Compiled by Gulnara Khasanova

DAILY REVIEW FROM BASHKORTOSTAN
Bashkir Election Watchdog Critical Of American System Of Voting
In a 16 March editorial, the state news agency Bashinform attacked the "ungrounded" criticism in Western media about the recent presidential elections in Russia. The agency cited Bashkortostan's Central Election Commission chairman Bariy Kinjegulov as saying that Charles Maggie, an American observer, who monitored the recent Russian presidential elections in the republic on behalf of the Organization for Security and Cooperation in Europe, was "quite surprised to see such a technological novelty as electronic voting booths." Kinjegulov said that the Bashkir system is far more advanced than the U.S. system.

Unified Russia Wins Majority In Ufa City Hall
As a result of 14 March elections for Bashkortostan's municipal councils, the Kremlin-backed Unified Russia party entered 50 of its members to the 60-seat Ufa City Council, while three more members will go to court to challenge the outcome of voting in their districts, Rosbalt reported on 16 March. Unified Russia already has about 110 representatives among 120 deputies in the Bashkir parliament. Bashkortostan's Central Election Commission is yet to release the very final results of the votes for Russian president and the municipal councils in late March.

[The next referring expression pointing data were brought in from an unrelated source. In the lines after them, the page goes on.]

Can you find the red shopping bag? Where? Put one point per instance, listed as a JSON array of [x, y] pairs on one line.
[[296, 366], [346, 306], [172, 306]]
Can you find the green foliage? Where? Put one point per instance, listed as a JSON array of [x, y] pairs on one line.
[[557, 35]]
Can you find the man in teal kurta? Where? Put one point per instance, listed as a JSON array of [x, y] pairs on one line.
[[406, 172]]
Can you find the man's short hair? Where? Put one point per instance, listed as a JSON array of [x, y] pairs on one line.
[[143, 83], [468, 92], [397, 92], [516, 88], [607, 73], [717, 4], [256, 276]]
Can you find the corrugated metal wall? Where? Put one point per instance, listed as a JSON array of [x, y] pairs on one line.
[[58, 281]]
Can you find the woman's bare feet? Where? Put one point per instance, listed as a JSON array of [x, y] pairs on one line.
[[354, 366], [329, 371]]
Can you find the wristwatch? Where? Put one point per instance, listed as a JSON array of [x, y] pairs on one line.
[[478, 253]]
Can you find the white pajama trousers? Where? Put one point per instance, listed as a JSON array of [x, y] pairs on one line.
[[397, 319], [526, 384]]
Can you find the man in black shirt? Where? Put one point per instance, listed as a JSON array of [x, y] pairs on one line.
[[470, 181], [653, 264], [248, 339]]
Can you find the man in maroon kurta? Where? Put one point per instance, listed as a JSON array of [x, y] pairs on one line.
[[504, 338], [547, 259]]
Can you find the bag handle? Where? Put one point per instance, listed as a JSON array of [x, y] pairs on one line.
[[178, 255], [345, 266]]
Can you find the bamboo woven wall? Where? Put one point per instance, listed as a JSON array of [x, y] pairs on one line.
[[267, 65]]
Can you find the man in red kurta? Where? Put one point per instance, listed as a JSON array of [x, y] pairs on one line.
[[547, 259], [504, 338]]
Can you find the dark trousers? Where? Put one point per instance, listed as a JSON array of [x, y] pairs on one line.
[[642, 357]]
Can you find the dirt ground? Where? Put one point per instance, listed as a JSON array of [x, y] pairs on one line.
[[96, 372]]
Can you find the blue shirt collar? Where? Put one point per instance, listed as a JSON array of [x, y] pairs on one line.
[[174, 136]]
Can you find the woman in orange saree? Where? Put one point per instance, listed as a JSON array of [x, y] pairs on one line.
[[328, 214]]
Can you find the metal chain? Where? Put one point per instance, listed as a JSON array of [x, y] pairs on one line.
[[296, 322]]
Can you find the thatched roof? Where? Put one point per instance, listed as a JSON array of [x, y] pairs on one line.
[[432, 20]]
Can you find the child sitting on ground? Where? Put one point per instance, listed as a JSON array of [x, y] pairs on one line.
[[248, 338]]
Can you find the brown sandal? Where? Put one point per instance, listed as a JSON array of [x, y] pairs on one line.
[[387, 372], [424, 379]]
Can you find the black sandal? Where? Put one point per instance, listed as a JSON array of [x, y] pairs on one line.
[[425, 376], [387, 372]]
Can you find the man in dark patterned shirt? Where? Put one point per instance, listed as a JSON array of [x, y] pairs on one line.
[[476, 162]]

Hungarian Businessmen Eager To Invest In Bashkortostan
Hungarian Ambassador to the Russian Federation Ferentz Kontra told Bashkir President Murtaza Rakhimov on 16 March that his country's companies are ready to invest up to $150 million in Bashkortostan's economy, an RFE/RL Ufa correspondent reported today. The investments will expectedly be directed to the reconstruction of the historical part of Ufa, construction of the hockey arena, and a new surgery complex for a cardiology center. Kontra added that "we highly appreciate the political and economic stability and interethnic concord in Bashkortostan." With a $4 million turnover of annual mutual trade, Hungary is among Bashkortostan's top 10 foreign trade partners. Bashkir exports to Hungary are mostly petrochemical products, synthetic rubber, timber, and black metals. Hungary exports measurement devices, pharmaceutical products, and chemicals to Bashkortostan.